Any layoffs at Y-12 would have an adverse impact on efforts to improve security, the report said.
The Democrats’ report said other National Nuclear Security Administration sites would also face furloughs, or unpaid leave, including up to 2,500 employees for three weeks at the Pantex Plant in Amarillo, Texas; more than 500 for about two weeks at Los Alamos National Laboratory in New Mexico; and up to 100 positions at Sandia National Laboratory.
“The NNSA plays a critical national security role in developing and maintaining the nation’s nuclear deterrent,” the report said. “In the area of our nuclear weapons stockpile, efforts to refurbish and extend the life of several weapons systems would be delayed, including the B-61, leading to increased costs and impacts to deployment and readiness in the future.”
The report said sequestration would “erode the security posture at sites and facilities by layoffs, workforce reassignments, and project deferrals.” It would also hamper internal oversight at DOE nuclear facilities “and reduce the depth and frequency of audits and evaluations needed to ensure ongoing robust security operations.”

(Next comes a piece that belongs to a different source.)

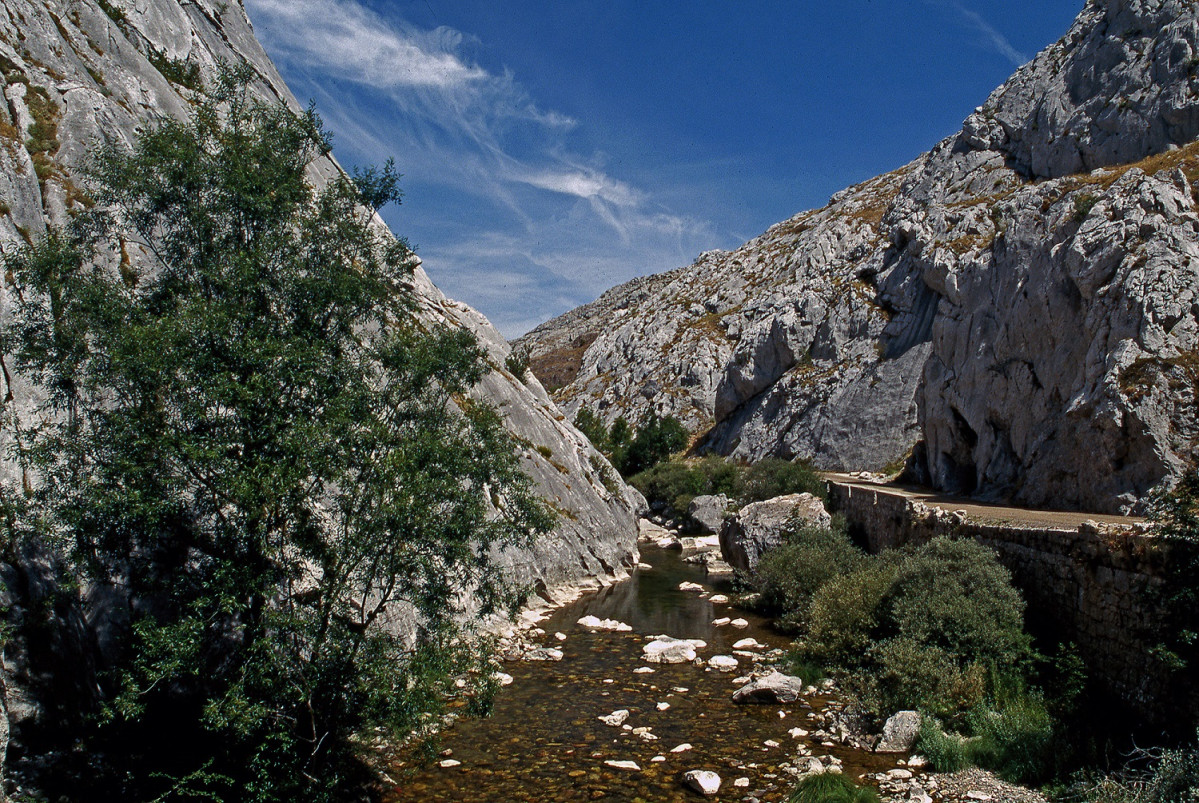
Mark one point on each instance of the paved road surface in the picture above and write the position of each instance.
(984, 511)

The report also said there would be significant furloughs of the contractor workforce in defense environmental management, including more than 1,000 workers each at Hanford in Washington and Savannah River in South Carolina.
Affected facilities would be placed in a safe standby condition.
There would be no new awards to advance high performance computing to stay ahead of Chinese competitors and develop the next-generation system, known as exascale, before the United States reaches the limits of current technology, the report said.
It said sequestration would stop almost all construction projects replacing aging infrastructure at the national labs, and several major user facilities at the labs would be shut down, including the High Flux Isotope Reactor, the Lujan Neutron Scattering Center at Los Alamos National Laboratory, and Relativistic Heavy Ion Collider at Brookhaven National Laboratory.
“Other facilities may be temporarily shuttered, delayed, or less available to their extensive user communities,” the report said.
In December, ORNL Director Thom Mason said the lab had prepared as well as it could for the automatic spending cuts.
The report also outlines the effects on the sequestration in many other areas, including air traffic control, food safety and inspection, community health centers, early childhood care, and education. It said more than 10,000 teachers and aides could lose jobs.
“Unless Congress immediately rejects these indiscriminate cuts and commits to a more thoughtful budgeting process, our fragile economic recovery will stall,” the report said. “These cuts will mean abrupt layoffs for tens of thousands of American workers at a time when our economy has just begun to recover. The job losses will be across all sectors and will have broad implications well beyond the federal workforce. The sequester will also cripple key investments in education, infrastructure improvements, and research.”
The report said employees must generally be given at least 30 days’ notice for furloughs lasting 22 or fewer workdays and 60 days’ notice for more than 22 days of furlough. If they happen, the furloughs would not begin immediately on March 1. Administrative furloughs are the only available personnel actions to meet sequestration in certain accounts, the report said.
The Congressional Budget Office has predicted that sequestration would cut growth in half this year. Bipartisan majorities in the U.S. House and Senate voted for the threat of sequestration in August 2011 as a “mechanism to force Congress to act on further deficit reduction,” an OMB report said. “The sequestration itself was never intended to be implemented.”
Note: This story was updated at 12:51 p.m.